No segundo caso, mostra-se além disso que continuamos a ser
considerados um país pronto a agachar-se à mercê das conveniências alheias. Com
a desculpa, a raiar um imperialismo enjoativo, da "unidade" da língua,
em Portugal haverá sempre umas baratas tontas disponíveis para se sujeitarem ao
que quer que o Brasil venha a resolver quanto à sua própria ortografia. Foi o
que se passou em 1986 e 1990.
No terceiro caso, mostra-se ainda que ficaremos reduzidos a
uma insignificância internacional que foi criada por nós mesmos.
Mas, em qualquer dos casos, a situação será muito diferente
da actual. O Acordo Ortográfico não ficará incólume e as suas regras serão
revistas e modificadas.

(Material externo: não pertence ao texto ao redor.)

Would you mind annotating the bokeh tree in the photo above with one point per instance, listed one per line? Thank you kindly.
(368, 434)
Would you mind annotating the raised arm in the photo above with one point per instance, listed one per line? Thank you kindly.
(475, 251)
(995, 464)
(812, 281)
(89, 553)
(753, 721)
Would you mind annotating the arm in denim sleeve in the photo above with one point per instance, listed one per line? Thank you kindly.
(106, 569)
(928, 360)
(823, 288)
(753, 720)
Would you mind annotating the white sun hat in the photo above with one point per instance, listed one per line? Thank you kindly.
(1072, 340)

Ninguém esconde no Brasil esta necessidade de revisão e
correcção, tão cultural, social e politicamente sentida que está na base do adiamento
decretado.
Se as regras vão ser modificadas, e quanto a este ponto não
pode subsistir qualquer espécie de dúvida, será um absurdo absoluto que se mantenha
a veleidade de as aplicar em Portugal na sua forma presente.
(...)
Torna-se imperativo o reconhecimento oficial de que a única
ortografia que está em vigor em Portugal é a que já vigorava antes das
desastrosas pantominas que foram empreendidas pelo Governo Sócrates.
No meio desta vergonha, o mais simples é:
a) reconhecer-se que o AO nunca entrou em vigor por falta de
ratificação de todos os estados signatários;
pressuposto essencial da sua aplicação que é o vocabulário
ortográfico comum que nem sequer foi iniciado;
c) suspender-se tudo o que se dispôs em Portugal quanto à
aplicação do AO, nomeadamente no plano das escolas, dos livros escolares e dos
serviços do Estado;
d) tomar-se a iniciativa de negociações internacionais com
vista a uma revisão e correcção do AO por especialistas dignos desse nome.
O Acordo Ortográfico é tão mal feito que nem o Brasil o
aceita... Logo à nascença, já era um cadáver adiado. Com vénia de Fernando
Pessoa, agora não se pode deixar que, sem a necessária revisão, ele procrie seja o que for.